CAIRO – 2 March 2022: The joint Egyptian-Austrian archaeological mission, working at the Kom Ombo Temple in Aswan, discovered an administrative center dating back to the First Transitional Period.
Secretary-General of the Supreme Council of Antiquities Mostafa Waziri explained that during the excavations in the northeastern part of the Ptolemaic Temple in the Kom Ombo Temple area, the Egyptian-Austrian mission discovered more than 20 conical silos, which is thought to be likely an administrative facility that was used to store and distribute grain during the First Transitional Period from 2180 to 2050 BC.
Waziri described the discovery as “important and unique” in the region, as it indicates the importance of the city of Kom Ombo during the era of the First Transition, and that it had a distinct agricultural and commercial activity and was inhabited by large numbers of residents.
For his part, Director General of Aswan Antiquities Abdel Moneim Saeed said that the architectural elements of the silos, including vaults, stairs and storage rooms, are in a good state of preservation, noting that the walls are up to two meters high, and there are some silos that are more than two meters long.
This is in addition to the presence of the remains of mice bones and their excrement inside the rooms of one of the silos, which indicates that the storage rooms were infested with insects and rodents.
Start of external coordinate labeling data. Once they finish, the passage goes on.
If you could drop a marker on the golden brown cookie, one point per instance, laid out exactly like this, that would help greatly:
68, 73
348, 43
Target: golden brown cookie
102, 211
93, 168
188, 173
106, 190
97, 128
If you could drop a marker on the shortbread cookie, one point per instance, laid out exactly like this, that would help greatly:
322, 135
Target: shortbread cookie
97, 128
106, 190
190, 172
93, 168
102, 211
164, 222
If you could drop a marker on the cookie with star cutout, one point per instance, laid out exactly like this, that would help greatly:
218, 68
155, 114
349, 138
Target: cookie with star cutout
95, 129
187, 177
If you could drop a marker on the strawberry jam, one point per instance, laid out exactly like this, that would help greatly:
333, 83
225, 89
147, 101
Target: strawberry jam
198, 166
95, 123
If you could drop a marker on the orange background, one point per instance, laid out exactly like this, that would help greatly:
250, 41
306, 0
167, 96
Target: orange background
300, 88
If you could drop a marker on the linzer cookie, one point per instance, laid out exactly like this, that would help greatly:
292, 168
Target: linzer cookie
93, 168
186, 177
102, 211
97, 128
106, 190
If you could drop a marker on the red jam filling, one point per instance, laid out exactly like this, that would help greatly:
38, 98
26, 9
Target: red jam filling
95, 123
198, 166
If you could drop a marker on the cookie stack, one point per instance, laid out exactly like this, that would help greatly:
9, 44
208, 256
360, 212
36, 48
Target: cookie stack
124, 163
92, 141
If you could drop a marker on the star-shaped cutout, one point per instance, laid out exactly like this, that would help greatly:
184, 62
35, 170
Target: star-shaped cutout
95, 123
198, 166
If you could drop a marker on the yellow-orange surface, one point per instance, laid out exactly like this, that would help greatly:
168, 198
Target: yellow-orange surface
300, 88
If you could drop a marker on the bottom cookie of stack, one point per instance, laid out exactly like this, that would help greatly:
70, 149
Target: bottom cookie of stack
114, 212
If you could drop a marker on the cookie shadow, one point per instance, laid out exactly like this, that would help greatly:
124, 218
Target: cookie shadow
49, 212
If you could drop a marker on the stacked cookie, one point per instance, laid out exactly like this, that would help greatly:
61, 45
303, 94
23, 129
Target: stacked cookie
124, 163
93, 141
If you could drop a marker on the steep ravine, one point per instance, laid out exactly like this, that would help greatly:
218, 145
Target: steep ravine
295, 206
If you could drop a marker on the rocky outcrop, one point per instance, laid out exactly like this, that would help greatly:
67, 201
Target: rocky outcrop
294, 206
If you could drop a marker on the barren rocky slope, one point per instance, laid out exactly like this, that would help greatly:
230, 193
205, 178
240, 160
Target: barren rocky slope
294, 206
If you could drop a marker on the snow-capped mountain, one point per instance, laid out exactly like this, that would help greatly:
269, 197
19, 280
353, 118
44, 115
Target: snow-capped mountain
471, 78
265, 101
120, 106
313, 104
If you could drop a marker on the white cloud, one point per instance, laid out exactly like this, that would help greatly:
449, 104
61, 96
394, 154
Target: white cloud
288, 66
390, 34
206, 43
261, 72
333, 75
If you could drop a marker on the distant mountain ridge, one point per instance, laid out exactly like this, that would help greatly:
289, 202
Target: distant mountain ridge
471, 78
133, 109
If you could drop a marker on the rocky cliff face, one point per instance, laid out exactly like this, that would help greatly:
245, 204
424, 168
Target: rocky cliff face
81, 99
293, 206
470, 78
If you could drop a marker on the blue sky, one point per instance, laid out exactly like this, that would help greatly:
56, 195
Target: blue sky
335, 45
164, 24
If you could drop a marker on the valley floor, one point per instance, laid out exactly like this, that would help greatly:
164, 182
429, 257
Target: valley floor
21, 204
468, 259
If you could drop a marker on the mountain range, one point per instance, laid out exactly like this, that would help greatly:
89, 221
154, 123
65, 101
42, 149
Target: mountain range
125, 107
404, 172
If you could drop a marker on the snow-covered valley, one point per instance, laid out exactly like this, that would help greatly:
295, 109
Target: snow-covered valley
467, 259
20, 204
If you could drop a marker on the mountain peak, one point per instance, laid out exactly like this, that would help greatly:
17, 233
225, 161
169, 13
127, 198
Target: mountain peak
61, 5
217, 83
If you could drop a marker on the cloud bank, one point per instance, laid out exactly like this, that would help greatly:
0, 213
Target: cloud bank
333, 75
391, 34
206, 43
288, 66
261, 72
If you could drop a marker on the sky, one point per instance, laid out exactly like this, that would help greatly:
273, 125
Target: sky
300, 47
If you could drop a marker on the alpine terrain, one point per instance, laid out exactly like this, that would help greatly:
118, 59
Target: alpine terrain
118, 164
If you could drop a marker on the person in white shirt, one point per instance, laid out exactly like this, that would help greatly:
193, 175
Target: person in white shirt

For her part, Head of the mission from the Austrian side Irene Foster added that the mission was also able, during its work in the archaeological hill surrounding the Ptolemaic Temple, to discover the remains of the foundations of a fort that was likely built during the British occupation of Egypt during the nineteenth century, and was used as a control and defense point to monitor the course of the Nile River during the Mahdist revolution in Sudan during the year 1881 / 1885 AD.